The 2016 iGEM Toronto team has developed a synthetic biological sensor for detecting gold. It will take advantage of the natural transcriptional pathway which is induced by the gold-binding promoter, GolS. A reporter gene attached the promoter produces a colour change which will indicate the presence of gold. Furthermore, the entire construct has been removed from the rest of the cellular machinery, and is in fact paper based. This cell-free mechanism is cheaper and more convenient than traditional biosensing methods.
GolS is a member of the MerR family of transcriptional regulators. Members of the MerR family have a helix-turn-helix DNA binding domain on the N-terminus and similar effector binding domains on the C-terminus. There are a variety of inducers for the different MerR-family transcription factors, including oxidative stress, certain dyes, and metals. GolS in particular is sensitive to the gold ion, Au(I), at its C-terminal binding domain. However, it also has a tendency to bind to other metal ions, in particular Cu(I). We have thus developed several mutants which will increase gold-specificity: A113T and P118A.

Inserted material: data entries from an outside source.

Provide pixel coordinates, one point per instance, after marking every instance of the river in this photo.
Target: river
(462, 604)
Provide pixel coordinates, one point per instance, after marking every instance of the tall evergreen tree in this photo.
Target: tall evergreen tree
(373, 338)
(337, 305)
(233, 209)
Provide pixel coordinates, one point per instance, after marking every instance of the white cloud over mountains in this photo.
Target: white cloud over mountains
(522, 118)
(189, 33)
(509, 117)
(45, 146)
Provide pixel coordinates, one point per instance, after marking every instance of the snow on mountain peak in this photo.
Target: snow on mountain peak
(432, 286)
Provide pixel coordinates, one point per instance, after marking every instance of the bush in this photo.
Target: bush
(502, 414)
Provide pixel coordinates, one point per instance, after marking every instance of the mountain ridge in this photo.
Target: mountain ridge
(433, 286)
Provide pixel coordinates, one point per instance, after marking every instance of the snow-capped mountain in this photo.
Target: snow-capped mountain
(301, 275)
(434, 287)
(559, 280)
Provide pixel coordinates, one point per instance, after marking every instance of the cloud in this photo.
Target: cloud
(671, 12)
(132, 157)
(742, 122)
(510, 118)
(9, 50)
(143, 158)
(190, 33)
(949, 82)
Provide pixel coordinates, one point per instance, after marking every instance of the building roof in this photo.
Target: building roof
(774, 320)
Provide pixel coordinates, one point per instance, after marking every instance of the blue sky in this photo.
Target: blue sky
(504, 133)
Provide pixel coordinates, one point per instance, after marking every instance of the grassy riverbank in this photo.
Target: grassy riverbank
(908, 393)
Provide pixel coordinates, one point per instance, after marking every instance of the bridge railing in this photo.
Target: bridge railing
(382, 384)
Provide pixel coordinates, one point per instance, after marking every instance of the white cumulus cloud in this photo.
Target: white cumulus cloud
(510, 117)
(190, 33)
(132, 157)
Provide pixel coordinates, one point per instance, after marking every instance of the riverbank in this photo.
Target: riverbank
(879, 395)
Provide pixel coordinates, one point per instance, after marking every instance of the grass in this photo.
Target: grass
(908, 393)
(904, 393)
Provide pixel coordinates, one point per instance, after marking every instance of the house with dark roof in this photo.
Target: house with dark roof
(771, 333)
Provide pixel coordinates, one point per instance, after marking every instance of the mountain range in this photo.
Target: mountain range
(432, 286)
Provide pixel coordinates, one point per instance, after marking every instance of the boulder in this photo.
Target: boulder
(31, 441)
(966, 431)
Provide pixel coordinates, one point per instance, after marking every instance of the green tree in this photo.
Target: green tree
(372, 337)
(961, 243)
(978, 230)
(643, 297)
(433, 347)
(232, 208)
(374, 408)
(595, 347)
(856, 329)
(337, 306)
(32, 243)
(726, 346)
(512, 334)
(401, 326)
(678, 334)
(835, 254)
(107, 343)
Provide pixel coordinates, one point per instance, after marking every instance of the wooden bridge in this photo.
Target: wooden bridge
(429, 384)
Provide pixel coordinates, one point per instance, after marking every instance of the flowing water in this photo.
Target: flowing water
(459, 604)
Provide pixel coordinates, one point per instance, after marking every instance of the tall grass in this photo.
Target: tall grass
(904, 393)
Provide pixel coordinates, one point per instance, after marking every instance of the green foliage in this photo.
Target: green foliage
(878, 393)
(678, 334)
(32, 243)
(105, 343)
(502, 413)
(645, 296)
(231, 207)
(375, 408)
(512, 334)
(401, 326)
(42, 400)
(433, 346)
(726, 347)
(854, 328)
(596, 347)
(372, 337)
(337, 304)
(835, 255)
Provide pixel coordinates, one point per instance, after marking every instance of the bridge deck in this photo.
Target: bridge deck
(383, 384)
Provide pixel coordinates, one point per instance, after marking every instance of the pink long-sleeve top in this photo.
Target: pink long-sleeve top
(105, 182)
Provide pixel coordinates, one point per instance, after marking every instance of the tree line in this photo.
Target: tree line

Predicted model of GolS using Rosetta.
The GolS and reporter gene machinery was moved to a paper-based platform in place of a cellular one. Escheria coli, the cell expressing the protein, was lysed, and the extract was substituted with free amino acids and plasmid constructs which would help it retain protein function while on paper. Furthermore, this paper construct could be freeze-dried then stored for upwards of a year at room temperature.
To complement our sensor, we developed a smartphone application capable of quantifying color changes from the sensor. Our application uses advanced colormetric analytic algorithms to control for variations between images. Overall, this application is a convient, user-friendly method for translating color changes into quantitative data.